No significant differences were observed between the subgroups (Table 2). The log-normal model showed the best fit for all subgroups after stratification by gender, epidemic period, and age group (Figure 1). Males had a slightly longer median incubation period of 4.94 (95% CI: 4.41–5.04) days compared to females with 4.63 (95% CI: 4.23–4.79) days, but this difference was not significant (p = 0.41). After stratification by epidemic period, the median incubation time for period-1 was slightly longer; [4.81 (95% CI: 4.31–4.99) days] than that for period-2 [4.44 (95% CI: 4.41–4.59) days]. The observed difference, was not significant (p = 0.77).

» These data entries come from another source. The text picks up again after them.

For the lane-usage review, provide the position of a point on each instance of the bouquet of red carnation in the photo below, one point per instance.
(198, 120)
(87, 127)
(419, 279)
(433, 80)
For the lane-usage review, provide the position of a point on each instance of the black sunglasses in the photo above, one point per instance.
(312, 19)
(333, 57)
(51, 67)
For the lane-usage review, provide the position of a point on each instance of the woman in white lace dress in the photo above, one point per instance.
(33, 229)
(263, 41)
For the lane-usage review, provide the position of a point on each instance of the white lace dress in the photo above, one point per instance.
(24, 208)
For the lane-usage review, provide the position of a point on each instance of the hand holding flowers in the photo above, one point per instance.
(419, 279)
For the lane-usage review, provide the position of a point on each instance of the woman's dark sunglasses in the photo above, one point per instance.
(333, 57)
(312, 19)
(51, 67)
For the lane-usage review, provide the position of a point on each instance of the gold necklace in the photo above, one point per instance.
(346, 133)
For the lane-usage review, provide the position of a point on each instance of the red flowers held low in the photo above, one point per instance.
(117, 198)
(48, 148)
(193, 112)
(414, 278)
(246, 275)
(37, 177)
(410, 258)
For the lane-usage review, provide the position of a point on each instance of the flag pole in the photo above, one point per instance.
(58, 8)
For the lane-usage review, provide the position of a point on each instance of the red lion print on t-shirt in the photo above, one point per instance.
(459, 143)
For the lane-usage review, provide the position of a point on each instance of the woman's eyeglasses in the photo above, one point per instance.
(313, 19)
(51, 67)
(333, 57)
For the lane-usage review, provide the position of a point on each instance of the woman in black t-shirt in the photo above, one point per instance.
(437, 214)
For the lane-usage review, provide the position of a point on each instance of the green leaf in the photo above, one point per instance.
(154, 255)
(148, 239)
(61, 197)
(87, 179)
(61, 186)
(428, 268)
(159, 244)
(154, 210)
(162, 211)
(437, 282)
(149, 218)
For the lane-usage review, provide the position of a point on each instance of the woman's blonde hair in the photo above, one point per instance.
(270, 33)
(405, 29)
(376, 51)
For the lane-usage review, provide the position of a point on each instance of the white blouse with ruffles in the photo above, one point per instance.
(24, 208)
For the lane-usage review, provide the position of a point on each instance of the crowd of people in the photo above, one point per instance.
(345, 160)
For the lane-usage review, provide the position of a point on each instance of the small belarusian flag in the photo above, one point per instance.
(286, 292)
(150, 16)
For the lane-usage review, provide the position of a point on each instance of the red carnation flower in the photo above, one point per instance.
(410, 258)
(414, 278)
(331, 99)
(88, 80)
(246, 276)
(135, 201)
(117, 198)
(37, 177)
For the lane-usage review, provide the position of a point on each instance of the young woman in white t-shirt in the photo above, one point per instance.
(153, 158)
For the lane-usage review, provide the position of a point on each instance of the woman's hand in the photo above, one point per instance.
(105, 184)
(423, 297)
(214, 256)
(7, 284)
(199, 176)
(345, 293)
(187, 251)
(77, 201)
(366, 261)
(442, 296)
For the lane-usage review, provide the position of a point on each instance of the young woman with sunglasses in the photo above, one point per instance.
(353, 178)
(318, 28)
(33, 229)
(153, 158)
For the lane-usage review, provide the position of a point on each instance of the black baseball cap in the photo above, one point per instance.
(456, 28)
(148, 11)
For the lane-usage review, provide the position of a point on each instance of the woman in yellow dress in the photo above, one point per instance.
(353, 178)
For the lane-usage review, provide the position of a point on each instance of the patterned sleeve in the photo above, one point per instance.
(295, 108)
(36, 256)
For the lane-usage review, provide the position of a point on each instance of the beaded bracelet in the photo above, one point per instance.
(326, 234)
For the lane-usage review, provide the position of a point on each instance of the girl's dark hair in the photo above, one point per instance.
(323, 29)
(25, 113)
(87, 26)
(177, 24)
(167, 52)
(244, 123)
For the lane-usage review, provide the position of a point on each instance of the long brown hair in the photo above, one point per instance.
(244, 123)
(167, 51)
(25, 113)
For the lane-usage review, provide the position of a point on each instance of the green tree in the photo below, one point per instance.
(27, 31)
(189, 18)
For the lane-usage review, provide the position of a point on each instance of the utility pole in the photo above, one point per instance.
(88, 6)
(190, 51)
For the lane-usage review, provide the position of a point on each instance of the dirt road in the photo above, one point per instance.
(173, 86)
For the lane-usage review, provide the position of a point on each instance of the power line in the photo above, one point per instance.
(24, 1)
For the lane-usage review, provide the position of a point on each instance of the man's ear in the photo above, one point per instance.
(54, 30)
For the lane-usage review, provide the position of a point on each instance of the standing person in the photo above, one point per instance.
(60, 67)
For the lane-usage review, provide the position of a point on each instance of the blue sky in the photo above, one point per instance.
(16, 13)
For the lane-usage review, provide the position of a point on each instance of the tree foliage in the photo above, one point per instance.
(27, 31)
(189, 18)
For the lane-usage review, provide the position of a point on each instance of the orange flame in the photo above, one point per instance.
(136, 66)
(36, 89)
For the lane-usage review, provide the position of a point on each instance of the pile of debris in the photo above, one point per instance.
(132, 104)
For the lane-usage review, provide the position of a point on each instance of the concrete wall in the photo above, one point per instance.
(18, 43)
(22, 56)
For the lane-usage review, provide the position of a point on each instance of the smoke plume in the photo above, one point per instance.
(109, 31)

Considering age groups, the median incubation period for the middle-aged adults was longer [4.95 (95% CI: 4.39–5.01) days] than that for other age groups [18–35 years: median 4.83 (95% CI: 4.57–4.97) days], 36–55 years: median 4.95 (CI: 4.39–5.01) days, and 55 years and above: median [4.34 (95% CI: 3.96–4.48) days]. However, we found that there was no statistical difference (p = 0.60) (Table 3).
Table 2.
Variable | Total, n (%) | Period-1, n (%) | Period-2, n (%) | p -value |
---|---|---|---|---|
Age (years) | 0.60 | |||
18–35 | 113 (39.4) | 64 (40) | 49 (38.6) | |
36–55 | 83 (28.9) | 49 (30.6) | 34 (26.8) | |
>55 | 91 (31.7) | 47 (29.4) | 44 (34.6) | |
Gender* | 0.97 | |||
Female | 140 (51.5) | 83 (51.9) | 57 (50.9) | |
Male | 132 (48.5) | 77 (48.1) | 55 (49.1) |
n (%), number and percentage, p-value: we used the Chi-square test to check for any significant differences, Period-1: 19 January−19 April 2020 and Period-2: 20 April−16 October 2020.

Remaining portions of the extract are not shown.